Para reprimir a rebelião palestina, Israel despachou milhares de soldados e policiais, junto com colonos judeus armados e milícias nos territórios ocupados e no próprio Israel. Muitos palestinos foram mortos em confrontos e ataques resultantes. Os eventos de maio, no entanto, destacaram não apenas a unidade existente entre os palestinos, mas também o profundo racismo que aflige todos os setores da sociedade israelense. A noção de que os palestinos da Palestina histórica assimilaram a nova realidade e não fazem mais parte de um corpo político palestino maior provou-se completamente falsa.
Boicotes, desinvestimentos e o TPI
A resistência palestina em casa mobilizou ainda mais a sociedade civil em todo o mundo. Organizações de direitos humanos como a Human Rights Watch e o próprio B’tselem de Israel concluíram que Israel é um estado de apartheid.
O movimento de Boicote, Desinvestimento e Sanções (BDS) recebeu muitos impulsos ao longo do ano, à medida que empresas, como a gigante dos sorvetes Ben&Jerry’s, decidiram se desfazer dos territórios ocupados e a multinacional do esporte Nike decidiu encerrar suas operações em Israel inteiramente, embora sem racionalizar sua decisão por motivos políticos.
Além disso, o maior fundo de pensão da Noruega, KLP, declarou em 5 de julho que não iria mais investir em empresas vinculadas a assentamentos israelenses. Mais tarde naquele ano, a famosa romancista irlandesa Sally Rooney anunciou sua recusa em ter seu best-seller ‘Beautiful World, Where Are You’ publicado por uma empresa israelense.

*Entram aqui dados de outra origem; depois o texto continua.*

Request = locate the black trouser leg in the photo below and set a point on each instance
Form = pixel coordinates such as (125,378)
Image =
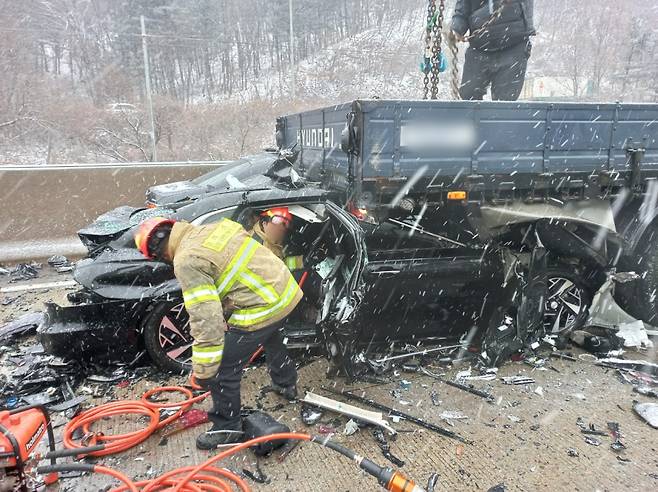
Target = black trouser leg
(281,366)
(239,346)
(476,77)
(509,76)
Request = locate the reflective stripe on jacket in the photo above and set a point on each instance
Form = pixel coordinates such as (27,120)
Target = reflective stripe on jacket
(221,264)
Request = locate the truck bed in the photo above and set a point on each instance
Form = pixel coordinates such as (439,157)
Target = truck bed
(481,146)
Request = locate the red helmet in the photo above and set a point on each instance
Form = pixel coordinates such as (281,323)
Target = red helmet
(146,231)
(278,215)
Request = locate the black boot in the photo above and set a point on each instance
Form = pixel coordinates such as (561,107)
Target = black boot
(288,392)
(217,437)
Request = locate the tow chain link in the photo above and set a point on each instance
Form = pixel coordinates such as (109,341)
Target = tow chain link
(431,9)
(433,33)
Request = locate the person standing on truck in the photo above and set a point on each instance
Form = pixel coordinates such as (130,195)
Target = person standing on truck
(499,35)
(271,230)
(222,264)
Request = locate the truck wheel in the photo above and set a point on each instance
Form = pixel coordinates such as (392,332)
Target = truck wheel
(568,302)
(167,337)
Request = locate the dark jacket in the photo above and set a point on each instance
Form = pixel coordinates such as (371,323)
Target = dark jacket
(514,26)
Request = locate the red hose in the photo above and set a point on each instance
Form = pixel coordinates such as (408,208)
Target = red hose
(116,443)
(205,477)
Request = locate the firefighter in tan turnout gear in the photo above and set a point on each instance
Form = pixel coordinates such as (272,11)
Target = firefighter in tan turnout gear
(222,265)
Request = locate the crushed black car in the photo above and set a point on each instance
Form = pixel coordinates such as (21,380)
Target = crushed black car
(379,282)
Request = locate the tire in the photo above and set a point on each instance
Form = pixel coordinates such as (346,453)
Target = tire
(167,337)
(568,301)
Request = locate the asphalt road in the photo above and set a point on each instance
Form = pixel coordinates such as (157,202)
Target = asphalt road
(522,439)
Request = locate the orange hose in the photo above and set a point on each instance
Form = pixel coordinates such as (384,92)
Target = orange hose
(118,475)
(117,443)
(205,477)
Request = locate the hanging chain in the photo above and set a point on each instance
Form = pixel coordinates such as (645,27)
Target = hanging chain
(437,29)
(431,10)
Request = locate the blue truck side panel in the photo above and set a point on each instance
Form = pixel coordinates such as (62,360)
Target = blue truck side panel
(445,139)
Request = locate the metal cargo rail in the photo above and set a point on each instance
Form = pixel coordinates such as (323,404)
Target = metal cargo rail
(482,146)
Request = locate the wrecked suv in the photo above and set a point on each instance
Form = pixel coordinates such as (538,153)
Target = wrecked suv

Enquanto isso, os esforços para responsabilizar os criminosos de guerra israelenses no Tribunal Penal Internacional (TPI) continuaram, sem esmorecer. Em março, a então promotora-chefe do TPI, Fatou Bensouda, anunciou a abertura de uma investigação formal sobre supostos crimes de guerra nos territórios palestinos ocupados. Embora Bensouda não esteja mais no TPI, o caso palestino continua ativo, com a esperança de que a justiça internacional possa finalmente prevalecer.
Apesar das inúmeras dificuldades, o ânimo de todos os palestinos foi levantado, mais uma vez, quando a delegação olímpica palestina entrou no Estádio Olímpico de Tóquio em julho, carregando uma bandeira palestina. A pequena delegação incluiu palestinos de várias regiões, cimentando a unidade palestina na cultura e nos esportes.
Resistindo à fome
Enquanto isso, os palestinos em greve de fome continuaram sua resistência dentro das prisões israelenses, com prisioneiros como Kayed Fasfous e Meqdad Al-Qawasmi liderando greves de fome prolongadas de 131 e 113 dias, respectivamente, quase resultando em suas mortes. Em uma demonstração de desafio, seis prisioneiros palestinos escaparam da prisão de Gilboa em 6 de setembro. Embora todos tenham sido capturados e supostamente torturados após sua nova prisão, a notícia cativou todos os palestinos, que se sentiram fortalecidos com o que consideraram uma busca heroica pela liberdade.
No entanto, muitos prisioneiros palestinos também sofreram nas mãos da própria AP, que continuou sua prática de detenção ilegal e tortura de ativistas palestinos dissidentes. A morte de Nizar Banat, nas mãos das forças de segurança da AP em 24 de junho, levou a protestos palestinos em massa, em que milhares de pessoas exigiram responsabilidade e justiça para o crítico da AP que foi espancado até a morte.
2021 foi um ano de guerra, perda e destruição para os palestinos. No entanto, foi também um ano de unidade, conquistas culturais e esperança, pois uma nova geração está finalmente no centro das atenções, afirmando sua identidade e sua centralidade para o futuro de sua pátria.